Reactors are the second best choice.  And I don't consider plutonium
made in reactors all that much of a problem, i.e., it's not easy to
make into bombs as the North Koreans showed.  But any source of
neutrons and depleted uranium can be used to make nearly pure Pu 239,
and that stuff *is* a hazard.

> Market interference by governments could help - eg a requirement for utilities to buy a certain percentage of their energy from certain sources, this has worked for German solar power. Politicians would love this because it's not a direct tax that people would notice, it would just gently shove up people's utility bills (which get increased every year by the power companies anyway, regardless of general inflation rates) in a way the voters may just shrug their shoulders about. It provides an incentive to improve power generation technology through private sector investment.

This is Charles Miller's proposal to fund power sats.  As long as
there is a demand for power at all, a proposal to sell the first 1% of
power sat output at a dollar a kWh provides a $320 billion pot of
money for some organization that builds them

> Increasing the energy efficiency of infrastructure can help, and given the current rhetoric for spending our way out of recession by investing in infrastructure I can see this being sold politically - investing in US railways to ship US agricultural produce to world markets while using less oil will help keep the world fed while spending money now on employing workers.

I don't think you understand the scope of the problem.  In a low
energy situation it is not obvious the US can feed it's own population
much less export food.

> Governments making a token gesture to public appeals to raise foreign aid could use their extra funding to invest in agricultural improvements in poor countries which minimise fossil fuel use.
> I could keep going on, and mention funding OTEC for Hawaii and then exporting it around the globe, new transport alternatives, all the different solar/hydro/geothermal schemes, all the biotech schemes, and the rest, but there are lot of things that can ameliorate the problem. None of them will solve the problem single-handedly. Most won't even solve the problem even in combination with one other technology. However, given the combination of technologies and social policies and wise investment, there are many routes to success.
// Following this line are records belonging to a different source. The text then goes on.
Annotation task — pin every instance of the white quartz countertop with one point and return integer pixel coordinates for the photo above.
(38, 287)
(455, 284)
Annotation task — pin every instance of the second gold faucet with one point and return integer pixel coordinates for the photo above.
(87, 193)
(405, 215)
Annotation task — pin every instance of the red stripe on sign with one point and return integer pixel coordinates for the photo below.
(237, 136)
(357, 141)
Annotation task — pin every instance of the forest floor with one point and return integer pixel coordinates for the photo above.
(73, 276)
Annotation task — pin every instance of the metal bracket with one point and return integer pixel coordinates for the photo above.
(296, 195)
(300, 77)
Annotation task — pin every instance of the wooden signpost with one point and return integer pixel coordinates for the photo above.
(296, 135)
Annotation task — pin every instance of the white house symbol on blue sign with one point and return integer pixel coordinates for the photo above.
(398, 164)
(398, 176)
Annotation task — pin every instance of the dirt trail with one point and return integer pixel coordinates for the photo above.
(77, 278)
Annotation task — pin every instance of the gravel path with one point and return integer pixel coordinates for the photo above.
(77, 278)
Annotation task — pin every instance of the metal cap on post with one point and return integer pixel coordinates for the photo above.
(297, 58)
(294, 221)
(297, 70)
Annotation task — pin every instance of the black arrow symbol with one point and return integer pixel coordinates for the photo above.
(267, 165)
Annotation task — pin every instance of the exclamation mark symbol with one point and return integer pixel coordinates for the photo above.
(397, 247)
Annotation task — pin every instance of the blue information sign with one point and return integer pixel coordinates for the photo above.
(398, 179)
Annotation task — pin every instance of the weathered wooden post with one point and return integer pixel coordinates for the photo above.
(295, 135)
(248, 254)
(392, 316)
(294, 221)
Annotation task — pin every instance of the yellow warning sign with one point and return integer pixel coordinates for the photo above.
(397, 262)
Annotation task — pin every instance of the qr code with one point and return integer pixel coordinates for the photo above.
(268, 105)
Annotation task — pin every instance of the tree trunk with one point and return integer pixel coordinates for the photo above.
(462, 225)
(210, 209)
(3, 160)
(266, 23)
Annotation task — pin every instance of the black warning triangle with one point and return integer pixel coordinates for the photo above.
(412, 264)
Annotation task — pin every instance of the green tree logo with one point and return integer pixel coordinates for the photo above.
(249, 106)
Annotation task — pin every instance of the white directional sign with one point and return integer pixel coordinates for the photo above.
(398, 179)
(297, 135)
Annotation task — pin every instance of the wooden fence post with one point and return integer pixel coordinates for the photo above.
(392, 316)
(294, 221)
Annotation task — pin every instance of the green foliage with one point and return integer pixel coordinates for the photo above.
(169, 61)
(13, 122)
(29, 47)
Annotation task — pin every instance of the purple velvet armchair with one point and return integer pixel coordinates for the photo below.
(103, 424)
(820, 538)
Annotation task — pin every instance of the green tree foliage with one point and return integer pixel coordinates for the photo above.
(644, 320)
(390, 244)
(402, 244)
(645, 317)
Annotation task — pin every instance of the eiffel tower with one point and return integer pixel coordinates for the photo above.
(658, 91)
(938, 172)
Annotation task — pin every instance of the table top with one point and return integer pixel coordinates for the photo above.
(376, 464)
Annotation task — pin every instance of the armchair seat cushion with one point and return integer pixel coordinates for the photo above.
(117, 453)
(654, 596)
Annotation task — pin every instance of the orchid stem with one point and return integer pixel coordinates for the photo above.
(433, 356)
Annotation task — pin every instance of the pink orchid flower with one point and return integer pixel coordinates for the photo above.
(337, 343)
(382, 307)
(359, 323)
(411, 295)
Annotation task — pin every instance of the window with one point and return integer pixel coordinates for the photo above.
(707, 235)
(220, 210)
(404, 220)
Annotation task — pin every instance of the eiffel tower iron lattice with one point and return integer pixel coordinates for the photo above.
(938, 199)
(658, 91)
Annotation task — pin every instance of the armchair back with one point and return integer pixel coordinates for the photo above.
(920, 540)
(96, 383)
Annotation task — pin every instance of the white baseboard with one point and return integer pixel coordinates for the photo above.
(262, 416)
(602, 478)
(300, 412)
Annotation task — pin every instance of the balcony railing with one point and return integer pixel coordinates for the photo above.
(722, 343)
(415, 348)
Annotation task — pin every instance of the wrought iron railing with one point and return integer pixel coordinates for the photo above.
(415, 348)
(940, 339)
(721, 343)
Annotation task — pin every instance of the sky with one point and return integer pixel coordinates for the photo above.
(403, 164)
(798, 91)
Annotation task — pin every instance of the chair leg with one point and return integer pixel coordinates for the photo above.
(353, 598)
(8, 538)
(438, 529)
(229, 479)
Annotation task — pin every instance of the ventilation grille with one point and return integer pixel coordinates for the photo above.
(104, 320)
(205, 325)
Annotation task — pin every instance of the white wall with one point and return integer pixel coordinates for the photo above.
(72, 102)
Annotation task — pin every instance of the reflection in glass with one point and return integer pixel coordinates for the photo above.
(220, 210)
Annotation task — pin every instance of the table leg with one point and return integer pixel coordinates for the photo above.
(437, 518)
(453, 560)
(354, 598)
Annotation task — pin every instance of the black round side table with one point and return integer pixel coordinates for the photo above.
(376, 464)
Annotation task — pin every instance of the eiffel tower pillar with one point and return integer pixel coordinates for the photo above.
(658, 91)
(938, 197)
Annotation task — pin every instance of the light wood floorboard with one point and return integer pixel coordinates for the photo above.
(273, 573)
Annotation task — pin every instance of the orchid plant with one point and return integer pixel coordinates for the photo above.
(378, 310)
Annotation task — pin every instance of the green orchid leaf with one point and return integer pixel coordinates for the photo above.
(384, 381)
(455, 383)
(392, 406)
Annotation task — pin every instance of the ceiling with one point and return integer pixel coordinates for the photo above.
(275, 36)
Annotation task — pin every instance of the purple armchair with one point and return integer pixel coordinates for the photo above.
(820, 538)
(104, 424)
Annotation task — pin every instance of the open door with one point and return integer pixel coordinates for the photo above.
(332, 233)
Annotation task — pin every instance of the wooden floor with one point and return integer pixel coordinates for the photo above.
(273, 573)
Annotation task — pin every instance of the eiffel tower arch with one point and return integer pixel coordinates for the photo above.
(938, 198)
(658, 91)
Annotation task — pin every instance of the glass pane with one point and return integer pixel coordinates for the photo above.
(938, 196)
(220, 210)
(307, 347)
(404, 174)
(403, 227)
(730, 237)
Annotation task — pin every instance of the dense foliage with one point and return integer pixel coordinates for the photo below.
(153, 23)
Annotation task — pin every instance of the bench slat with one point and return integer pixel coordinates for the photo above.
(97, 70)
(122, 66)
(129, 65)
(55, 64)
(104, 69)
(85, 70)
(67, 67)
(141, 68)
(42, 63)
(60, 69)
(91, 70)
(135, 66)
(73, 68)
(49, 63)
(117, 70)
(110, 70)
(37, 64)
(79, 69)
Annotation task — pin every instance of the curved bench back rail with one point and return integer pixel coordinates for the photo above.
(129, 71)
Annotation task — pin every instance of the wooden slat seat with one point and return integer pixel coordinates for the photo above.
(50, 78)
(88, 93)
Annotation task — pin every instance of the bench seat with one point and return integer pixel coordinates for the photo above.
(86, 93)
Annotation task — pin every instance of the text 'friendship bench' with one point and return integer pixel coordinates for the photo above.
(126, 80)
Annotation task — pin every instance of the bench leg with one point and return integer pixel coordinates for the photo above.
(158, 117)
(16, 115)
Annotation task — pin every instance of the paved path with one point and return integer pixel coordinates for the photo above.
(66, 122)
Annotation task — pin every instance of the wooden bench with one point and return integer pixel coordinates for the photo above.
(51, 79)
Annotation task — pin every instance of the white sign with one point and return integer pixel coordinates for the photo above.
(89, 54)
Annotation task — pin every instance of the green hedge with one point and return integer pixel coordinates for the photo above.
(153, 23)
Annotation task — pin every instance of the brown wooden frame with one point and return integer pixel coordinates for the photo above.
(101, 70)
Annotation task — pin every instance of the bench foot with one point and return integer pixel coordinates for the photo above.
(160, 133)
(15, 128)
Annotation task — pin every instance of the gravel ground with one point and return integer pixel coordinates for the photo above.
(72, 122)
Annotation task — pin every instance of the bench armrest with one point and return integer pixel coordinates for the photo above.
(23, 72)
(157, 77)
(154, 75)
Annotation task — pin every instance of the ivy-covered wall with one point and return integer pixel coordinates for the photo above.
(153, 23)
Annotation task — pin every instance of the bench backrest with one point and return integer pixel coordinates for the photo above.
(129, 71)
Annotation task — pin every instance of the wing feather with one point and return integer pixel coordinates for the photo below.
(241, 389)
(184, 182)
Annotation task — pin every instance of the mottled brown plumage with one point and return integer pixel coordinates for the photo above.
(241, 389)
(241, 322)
I have put numbers on a vast power sat project.  Qualified people have
put numbers on various other sources and come up short.  You state
(more like faith) that there is a way to do it.  I think it falls on
you to show how David Mackay's work is incomplete.

The most likely route without some energy source as vast as SBSP is
famine and war to reduce the world wide population to 1-2 billion. At
that point the remaining population can live on renewable energy.

Of course, at some point the singularity comes along and all bets are
off--or at least it isn't our problem any more than opening cat food
cans is the cat's problem.


> Don't get me wrong, I'd love for solar powersats to be a reality - I have a great love for schemes involving space, and deeply desire truly low-cost launches to orbit. The power satellite industry would form a colossal market that would force the price of space access down dramatically, and in doing so revolutionise our civilisation. I just wish there was a way of selling this that didn't seem too far beyond what projects we see today.